Early in his SAPRC career, Carter developed the first efficient chemical mechanism to describe the reactivity of more than 100 pollutants involved in ozone formation. First published in 1990, the SAPRC Mechanism—as it became known—was updated in 1999, 2007, 2016, and 2022, and has contributed to dramatic improvements in air quality in the U.S. and around the world.
A reactivity scale he published in 1994 provided a standardized way to compare the ozone-forming potential of conventional gasoline and alternative fuels, complementing efforts by automakers and oil companies pursuing greener technologies.
When UC Riverside founded the Center for Environmental Research and Technology (CE-CERT) in 1992, founding director Professor Joseph Norbeck invited Carter to join the center’s Atmospheric Processes Laboratory. Carter later moved to CE-CERT full time, where he led the design of the center’s indoor atmospheric chamber—the largest and most advanced facility of its kind in the world.
Over the course of his 50-year career, Carter has published hundreds of peer-reviewed journal articles and technical reports. Several papers have earned him recognition on Clarivate’s Highly Cited Researcher list, recognizing his enduring influence in their field of atmospheric chemistry.
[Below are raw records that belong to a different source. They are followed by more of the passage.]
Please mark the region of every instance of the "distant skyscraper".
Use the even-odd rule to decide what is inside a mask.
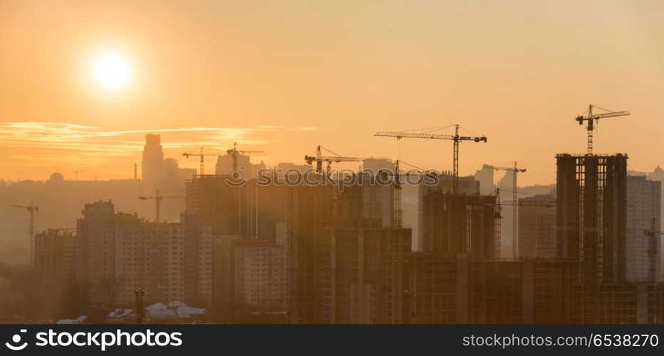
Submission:
[[[556,197],[539,194],[519,199],[519,257],[556,257]]]
[[[660,236],[661,182],[643,176],[627,177],[627,281],[650,282],[650,253],[655,253],[655,281],[661,280]],[[645,231],[655,221],[655,248]]]
[[[584,283],[626,277],[627,156],[561,154],[557,161],[557,256],[581,261]]]
[[[145,135],[141,177],[144,182],[159,186],[164,177],[164,152],[159,135]]]

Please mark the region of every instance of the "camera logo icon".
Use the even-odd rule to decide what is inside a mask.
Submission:
[[[21,329],[20,331],[21,333],[28,332],[28,330],[26,329]],[[26,348],[26,346],[28,346],[28,342],[24,342],[21,345],[19,345],[19,342],[21,342],[21,335],[14,334],[14,336],[11,337],[11,342],[5,342],[4,345],[9,350],[11,350],[13,351],[20,351]]]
Carter officially retired in 2005 at age 60. As an emeritus faculty, he has continued his work on chemical mechanisms.
While ozone is now less of a concern in the U.S., Carter said his mechanisms have applications in the study of other atmospheric processes, including the growing challenges of particulate matter and aerosol pollution. His endowed gift will ensure this work continues at CE-CERT by supporting current and future researchers in the field.
“I’d like to see someone build on the work I’ve done,” Carter said. “There aren’t many young scientists focused on atmospheric chemical mechanism development, so this could help support a graduate student or postdoc with that interest.”
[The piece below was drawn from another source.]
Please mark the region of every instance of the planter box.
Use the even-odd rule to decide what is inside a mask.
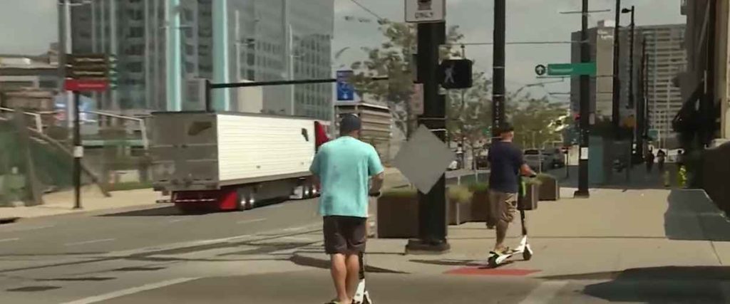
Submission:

Carter’s second gift, the McCall Student Success Scholarship Fund, honors his longtime friend’s wish to support students who are even earlier in their academic journeys.
The fund provides three years of support for undergraduate students who have successfully completed the year-long scholarship requirements for UCR’s Highlander Early Start Academy (HESA) —an intensive seven-week program that helps incoming first-year students build confidence and academic momentum. The first cohort of six students were awarded scholarships in November.
Both gifts, Carter said, are meant to make a focused difference.
“If I were a billionaire, I might try to cure diseases or end world hunger,” he said. “But since I’m not, I’d rather make a big difference for a few people than a tiny difference for many.”